A Nelliyulla Parambath, V Rajendran, C Vasu
antenatal diagnosis, computed tomography, congenital neuroblastoma, metastasis, suprarenal gland, ultrasound
A Nelliyulla Parambath, V Rajendran, C Vasu. Congenital neuroblastoma: A Case Report. The Internet Journal of Radiology. 2007 Volume 9 Number 1.
We report a case of a newborn baby who presented with seizure and examination revealed multiple cutaneous nodules and hepato megaly. Ultrasound and computed tomographic examination showed left suprarenal mass and multiple metastatic lesions in the liver. Urine Vanillylmandelic acid (VMA) spot test was positive and biopsy from the skin nodules and liver confirmed the diagnosis of congenital neuroblastoma with metastasis.
Congenital malignant tumors are rare, with neuroblastoma accounting for majority of cases. It can present with extensive metastatic deposits in liver, lung, bone, brain and skin and can be diagnosed by ultrasound or CT scan. Urine VMA analysis and biopsy from the metastatic lesions can confirm the diagnosis. Early detection in antenatal stage or immediate postnatal period helps to institute adequate treatment in an early stage.

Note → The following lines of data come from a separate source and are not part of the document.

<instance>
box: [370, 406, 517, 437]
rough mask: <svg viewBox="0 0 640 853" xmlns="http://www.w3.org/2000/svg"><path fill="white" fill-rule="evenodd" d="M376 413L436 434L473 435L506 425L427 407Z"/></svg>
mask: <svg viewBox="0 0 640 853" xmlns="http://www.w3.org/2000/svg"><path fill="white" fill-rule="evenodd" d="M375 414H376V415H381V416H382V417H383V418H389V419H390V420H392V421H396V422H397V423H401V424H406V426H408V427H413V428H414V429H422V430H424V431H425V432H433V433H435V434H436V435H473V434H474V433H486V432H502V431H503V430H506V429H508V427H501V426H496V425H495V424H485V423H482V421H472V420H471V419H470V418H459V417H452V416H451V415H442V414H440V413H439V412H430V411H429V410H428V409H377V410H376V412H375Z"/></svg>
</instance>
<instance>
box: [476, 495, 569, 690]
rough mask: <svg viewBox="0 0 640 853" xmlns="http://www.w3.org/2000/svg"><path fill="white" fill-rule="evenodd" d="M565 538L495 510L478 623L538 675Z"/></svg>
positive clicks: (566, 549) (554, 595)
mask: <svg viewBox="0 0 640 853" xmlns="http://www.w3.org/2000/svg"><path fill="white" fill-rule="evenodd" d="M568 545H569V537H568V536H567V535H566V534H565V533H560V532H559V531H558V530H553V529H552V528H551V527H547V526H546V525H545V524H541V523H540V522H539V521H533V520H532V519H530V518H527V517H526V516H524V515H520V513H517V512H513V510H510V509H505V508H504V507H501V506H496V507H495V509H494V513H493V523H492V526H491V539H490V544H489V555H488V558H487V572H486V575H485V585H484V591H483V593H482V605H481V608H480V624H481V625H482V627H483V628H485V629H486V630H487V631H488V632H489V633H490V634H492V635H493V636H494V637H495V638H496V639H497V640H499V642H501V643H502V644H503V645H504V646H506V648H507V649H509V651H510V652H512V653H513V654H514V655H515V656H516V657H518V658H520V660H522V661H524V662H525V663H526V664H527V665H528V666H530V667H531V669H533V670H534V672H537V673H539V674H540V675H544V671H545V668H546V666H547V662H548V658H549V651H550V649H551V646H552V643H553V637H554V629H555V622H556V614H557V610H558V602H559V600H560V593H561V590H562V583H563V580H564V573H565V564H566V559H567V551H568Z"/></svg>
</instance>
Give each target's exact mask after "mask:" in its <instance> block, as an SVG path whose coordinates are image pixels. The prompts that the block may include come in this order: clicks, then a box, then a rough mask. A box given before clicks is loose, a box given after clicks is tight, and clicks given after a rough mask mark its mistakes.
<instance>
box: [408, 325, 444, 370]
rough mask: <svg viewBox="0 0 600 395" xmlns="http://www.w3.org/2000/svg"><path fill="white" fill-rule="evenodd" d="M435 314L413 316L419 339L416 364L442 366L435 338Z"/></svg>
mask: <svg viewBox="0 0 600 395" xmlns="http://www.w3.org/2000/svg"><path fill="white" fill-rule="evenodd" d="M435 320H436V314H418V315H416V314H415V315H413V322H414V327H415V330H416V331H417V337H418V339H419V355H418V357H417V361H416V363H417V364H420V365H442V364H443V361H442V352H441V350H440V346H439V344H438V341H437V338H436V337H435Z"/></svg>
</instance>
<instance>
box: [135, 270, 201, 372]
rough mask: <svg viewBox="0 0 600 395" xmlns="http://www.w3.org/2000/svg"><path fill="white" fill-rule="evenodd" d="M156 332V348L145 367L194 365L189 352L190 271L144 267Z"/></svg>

A fifteen days old male baby, born via caesarian section at 38 weeks of gestation, presented with breathing difficulty, generalized seizure and fever. Clinical examination showed multiple cutaneous nodules and hepatomegaly. Routine investigations showed low Hb, minimally elevated ESR and a positive urine VMA spot test. USG showed hepatomegaly with multiple hypo echoic lesions having peripheral halo. The spleen showed minimal enlargement. The left suprarenal area showed a well-defined hypo echoic lesion with central ill-defined area of increased echogenesity and shadowing, suggestive of calcification (figure 1&2).
A CT scan showed a large heterodense mass lesion with calcification invoving the left suprarenal gland and multiple metastatic deposists in liver.
Biopsy from the cutaneus nodules and liver showed sheets of small cells with dark nuclei and scanty cytoplasm with the cells separated by thin fibrous septae, denoting metastasis from the neuroblastoma .The baby died within seven days during the hospital stay.
Congenital neuroblastoma is the commonest malignant tumor of the newborn, comprising 20% of all malignancies encountered during the neonatal period 1 . Improvements in prenatal diagnosis with the help of ultrasonography have led to a marked increase in the number of antenatally diagnosed cases of congenital neuroblastoma 2 . Rare associations of congenital neuroblastoma are nephroblastoma, Beckwith-Wiedemann syndrome 3 , DiGeorge anomaly 4 , adrenal cyst 5 , renal agenesis, anal atresia , absence of the right thumb 6 , Ondine-Hirschsprung syndrome 7 , and neurofibromatosis. 8
Unlike other forms of neuroblastoma this type has got excellent prognosis if treated promptly with chemo and radiotherapy.VMA spot test, urine examination for elevated catecholamine by-products and serum tumor markers assessment are some of the frequently used lab investigations. Imaging studies with ultrasound, CT scan, pain x-ray and scintigraphy helps in the localization and staging of the disease. Tissue biopsy and immunocytology of bone marrow aspirates can be used for confirmation.